THE SECOND weekend in January saw the French city of Marseilles inaugurated as the other European Capital of Culture for 2013 with a downtown parade, fireworks and the launch of several exhibitions. The event took place one week before Košice, its Slovak counterpart, launched its own year in the cultural spotlight.
“Marseille-Provence 2013 is a perfect illustration of dialogue between peoples,” said European Commission President José Manuel Barroso, who attended the French ceremonial opening on January 12, as quoted by the AP newswire.
On the same day, French Prime Minister Jean-Marc Ayrault inaugurated the Museum of European and Mediterranean Cultures – MuCEM. The museum’s striking building was designed by Marseilles-born architect Rudy Ricciotti for this year’s celebration. MuCEM will house the permanent collection of the Musée de l’Homme, an anthropology museum formerly based in Paris.
The port city of Marseilles, long plagued by a reputation for gang crime and lawlessness, hopes that its year as the European Capital of Culture will finally give its image a makeover, the AFP newswire wrote.
Councils from Marseilles to nearby Arles, and several towns in between, have invested more than €90 million in the event, known locally as Marseille-Provence 2013 (MP 2013). Ahead of the launch, Marseilles underwent a major facelift, with the Old Port remodelled, many museums renovated and new facilities opened as part of a €660-million public-private investment programme.
The MP 2013 project, touching upon an area with a population of 1.8 million, reflects three dimensions important for Marseilles: local, international and Mediterranean. The project programme consists of three phases. The opening weekend, January 12-13, marked the start of the first, called Marseille-Provence Welcomes the World. This phase will last until May.
The second phase, to be held under the name Marseille-Provence under the Open Sky, will occupy the summer months of June, July and August.

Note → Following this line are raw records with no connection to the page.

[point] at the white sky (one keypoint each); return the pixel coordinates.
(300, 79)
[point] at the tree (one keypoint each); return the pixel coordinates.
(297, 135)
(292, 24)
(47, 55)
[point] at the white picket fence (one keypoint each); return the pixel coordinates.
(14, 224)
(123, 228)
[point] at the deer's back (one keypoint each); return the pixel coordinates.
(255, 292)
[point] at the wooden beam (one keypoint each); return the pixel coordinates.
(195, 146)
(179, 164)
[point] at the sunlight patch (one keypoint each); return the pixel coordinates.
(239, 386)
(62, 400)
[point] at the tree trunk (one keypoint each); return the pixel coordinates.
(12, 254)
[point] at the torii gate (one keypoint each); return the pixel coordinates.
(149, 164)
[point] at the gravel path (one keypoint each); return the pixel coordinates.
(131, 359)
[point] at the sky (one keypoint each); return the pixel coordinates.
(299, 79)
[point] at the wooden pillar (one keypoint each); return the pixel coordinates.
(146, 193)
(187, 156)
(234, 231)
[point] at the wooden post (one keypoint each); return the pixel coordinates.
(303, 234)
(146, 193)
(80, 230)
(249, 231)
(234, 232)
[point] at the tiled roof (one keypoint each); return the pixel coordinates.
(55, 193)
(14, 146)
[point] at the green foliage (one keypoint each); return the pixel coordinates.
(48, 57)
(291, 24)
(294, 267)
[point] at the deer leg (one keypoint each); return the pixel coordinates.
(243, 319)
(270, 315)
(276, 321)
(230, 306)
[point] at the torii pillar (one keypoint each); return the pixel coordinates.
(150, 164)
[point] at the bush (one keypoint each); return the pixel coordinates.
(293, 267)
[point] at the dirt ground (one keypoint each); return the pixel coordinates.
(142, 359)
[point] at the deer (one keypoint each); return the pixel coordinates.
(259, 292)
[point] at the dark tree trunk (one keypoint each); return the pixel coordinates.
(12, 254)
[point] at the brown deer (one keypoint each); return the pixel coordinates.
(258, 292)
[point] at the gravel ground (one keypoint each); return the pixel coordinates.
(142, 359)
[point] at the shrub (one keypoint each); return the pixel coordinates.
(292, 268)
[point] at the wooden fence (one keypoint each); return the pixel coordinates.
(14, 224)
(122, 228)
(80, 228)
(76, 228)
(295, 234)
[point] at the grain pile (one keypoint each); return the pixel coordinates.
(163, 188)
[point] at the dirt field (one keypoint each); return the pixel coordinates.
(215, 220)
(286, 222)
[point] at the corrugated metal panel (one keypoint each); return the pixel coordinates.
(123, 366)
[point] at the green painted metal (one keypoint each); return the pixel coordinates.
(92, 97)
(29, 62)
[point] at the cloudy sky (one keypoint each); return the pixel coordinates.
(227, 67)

The final phase will be branded “Thousand Faces of Marseille-Provence” and will last from September until December, the TASR newswire wrote.
Organisers have prepared about 400 events, performances, concerts, exhibitions and other cultural happenings for all sections of the public during 2013.
Marseilles is the fourth French city to carry the title European Capital of Culture, following Paris in 1989, Avignon (along with eight other cities) in 2000, and Lille in 2004. Marseilles won the ECOC 2013 title against competition from Lyons, Bordeaux and Toulouse.